I'm not even sure how to phrase this. I'm dealing with how to get DD to accept/recognize/understand the consequences of her own actions. I know she's only 3.5, but she's smart as a whip and understands a lot. There are some things, like health or safety, that I insist on, like if she doesn't want to wear a coat/gloves/etc. and says she doesn't want to bring them, I either insist before we leave the house or take them with me and then have them available when she wants them 10 minutes later out on the street. I think it would be cruel & harsh to say, "sorry, you have to freeze now since you didn't want to bring your coat out."
But what do I do in situations when it's not a safety/health thing? Like if DD didn't want to bring something non-essential and then has a breakdown on the street 20 minutes later because said item is not magically in my purse?

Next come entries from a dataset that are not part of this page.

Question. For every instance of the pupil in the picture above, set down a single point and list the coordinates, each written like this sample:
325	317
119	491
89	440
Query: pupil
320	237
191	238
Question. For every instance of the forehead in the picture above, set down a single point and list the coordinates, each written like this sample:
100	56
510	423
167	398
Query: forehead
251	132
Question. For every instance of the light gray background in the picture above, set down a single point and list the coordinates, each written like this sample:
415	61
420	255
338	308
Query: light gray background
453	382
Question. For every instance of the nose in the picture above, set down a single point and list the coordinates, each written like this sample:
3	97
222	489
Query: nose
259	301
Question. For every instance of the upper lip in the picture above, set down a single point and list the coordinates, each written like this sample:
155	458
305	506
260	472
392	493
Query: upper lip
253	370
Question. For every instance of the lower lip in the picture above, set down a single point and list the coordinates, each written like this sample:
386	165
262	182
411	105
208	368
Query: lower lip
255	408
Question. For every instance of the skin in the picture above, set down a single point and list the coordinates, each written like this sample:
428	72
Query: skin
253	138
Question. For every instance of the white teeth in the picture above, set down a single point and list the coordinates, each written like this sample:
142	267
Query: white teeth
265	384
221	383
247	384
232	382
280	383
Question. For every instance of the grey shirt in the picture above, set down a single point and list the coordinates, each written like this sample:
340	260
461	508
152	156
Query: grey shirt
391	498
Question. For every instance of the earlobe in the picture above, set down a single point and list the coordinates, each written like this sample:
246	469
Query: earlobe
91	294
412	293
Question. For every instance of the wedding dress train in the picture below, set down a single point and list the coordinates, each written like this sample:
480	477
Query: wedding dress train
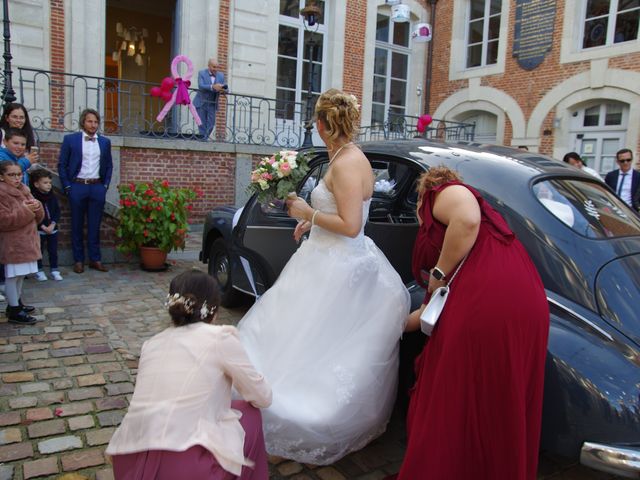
325	336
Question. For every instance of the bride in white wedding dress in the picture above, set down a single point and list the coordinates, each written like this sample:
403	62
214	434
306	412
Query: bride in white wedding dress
326	334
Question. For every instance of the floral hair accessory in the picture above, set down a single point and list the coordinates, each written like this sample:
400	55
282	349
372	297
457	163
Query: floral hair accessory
205	311
176	299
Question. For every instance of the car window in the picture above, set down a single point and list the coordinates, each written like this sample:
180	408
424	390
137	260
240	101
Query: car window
312	180
304	191
588	208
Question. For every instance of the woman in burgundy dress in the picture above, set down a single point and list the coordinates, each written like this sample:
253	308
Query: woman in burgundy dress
476	407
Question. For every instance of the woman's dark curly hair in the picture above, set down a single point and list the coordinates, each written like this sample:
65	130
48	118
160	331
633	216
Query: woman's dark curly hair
198	287
436	176
27	129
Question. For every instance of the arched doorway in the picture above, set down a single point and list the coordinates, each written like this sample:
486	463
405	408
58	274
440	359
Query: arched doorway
486	125
138	48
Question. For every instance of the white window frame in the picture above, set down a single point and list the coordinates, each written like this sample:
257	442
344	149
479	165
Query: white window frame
391	48
611	23
572	36
486	17
458	58
301	83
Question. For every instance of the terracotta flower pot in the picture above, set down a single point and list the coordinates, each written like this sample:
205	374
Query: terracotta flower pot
153	258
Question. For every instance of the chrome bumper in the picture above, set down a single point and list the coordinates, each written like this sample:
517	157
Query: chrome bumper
624	461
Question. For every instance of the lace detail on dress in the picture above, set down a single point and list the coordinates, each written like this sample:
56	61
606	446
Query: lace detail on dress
345	384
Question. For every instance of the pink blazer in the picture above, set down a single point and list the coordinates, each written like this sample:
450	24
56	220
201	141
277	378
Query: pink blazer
183	395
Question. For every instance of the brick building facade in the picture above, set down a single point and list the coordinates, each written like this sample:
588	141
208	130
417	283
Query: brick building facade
582	97
262	47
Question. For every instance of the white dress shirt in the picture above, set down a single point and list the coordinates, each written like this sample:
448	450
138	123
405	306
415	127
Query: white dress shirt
90	157
183	395
625	193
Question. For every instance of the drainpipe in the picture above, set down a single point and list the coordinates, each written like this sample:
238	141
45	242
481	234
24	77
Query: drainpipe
8	94
427	83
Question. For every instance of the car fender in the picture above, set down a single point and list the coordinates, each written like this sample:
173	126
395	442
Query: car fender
592	382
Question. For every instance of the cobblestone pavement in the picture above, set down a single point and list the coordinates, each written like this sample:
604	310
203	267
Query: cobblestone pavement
66	381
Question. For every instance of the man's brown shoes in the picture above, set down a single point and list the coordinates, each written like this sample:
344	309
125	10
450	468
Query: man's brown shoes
98	266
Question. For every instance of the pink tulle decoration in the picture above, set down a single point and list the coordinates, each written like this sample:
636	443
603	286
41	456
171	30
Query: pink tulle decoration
167	84
423	122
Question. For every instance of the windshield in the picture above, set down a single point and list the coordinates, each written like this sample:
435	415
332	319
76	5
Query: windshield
589	208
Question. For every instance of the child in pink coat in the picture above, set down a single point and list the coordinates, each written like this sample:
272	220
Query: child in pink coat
20	214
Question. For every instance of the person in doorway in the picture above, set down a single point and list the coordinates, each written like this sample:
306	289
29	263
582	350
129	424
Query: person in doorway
480	376
575	160
625	181
15	142
181	421
342	333
210	85
41	189
85	168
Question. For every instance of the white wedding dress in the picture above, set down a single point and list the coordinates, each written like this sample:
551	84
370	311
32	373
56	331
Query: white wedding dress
326	338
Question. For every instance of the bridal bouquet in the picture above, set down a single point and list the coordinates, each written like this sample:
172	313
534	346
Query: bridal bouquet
277	176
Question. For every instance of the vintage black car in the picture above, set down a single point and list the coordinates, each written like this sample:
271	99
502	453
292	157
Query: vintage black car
583	239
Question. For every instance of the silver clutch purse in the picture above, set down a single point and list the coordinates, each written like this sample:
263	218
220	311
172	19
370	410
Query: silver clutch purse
431	313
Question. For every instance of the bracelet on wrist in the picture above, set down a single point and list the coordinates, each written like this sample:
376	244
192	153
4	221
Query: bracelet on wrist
313	217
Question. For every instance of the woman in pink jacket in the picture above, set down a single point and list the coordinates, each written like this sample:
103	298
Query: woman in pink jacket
181	422
20	214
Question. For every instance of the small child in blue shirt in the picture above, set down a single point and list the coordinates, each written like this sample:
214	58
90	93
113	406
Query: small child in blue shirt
15	146
41	189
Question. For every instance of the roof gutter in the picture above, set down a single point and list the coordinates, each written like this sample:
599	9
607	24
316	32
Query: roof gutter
427	82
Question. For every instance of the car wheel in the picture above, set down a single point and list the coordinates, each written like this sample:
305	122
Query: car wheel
220	269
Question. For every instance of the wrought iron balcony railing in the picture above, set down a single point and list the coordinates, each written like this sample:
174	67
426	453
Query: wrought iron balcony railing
55	99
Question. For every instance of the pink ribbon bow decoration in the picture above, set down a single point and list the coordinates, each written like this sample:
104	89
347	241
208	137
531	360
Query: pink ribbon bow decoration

Do you need specific examples? I should note that DD has been prone to having more meltdowns lately with the move to France. I totally get that everything is different and new and that she has to deal with a new language at school (although there are also some teachers and kids who speak English & Spanish) and that it's all exhausting. Heck, I even want to have a tantrum sometimes. However, I need to get a handle on it somehow and this "evading responsibility" thing (for lack of a better term) is one I would love to tackle as soon as possible. Is there anything I can do or is it just a grow-into-it kind of thing?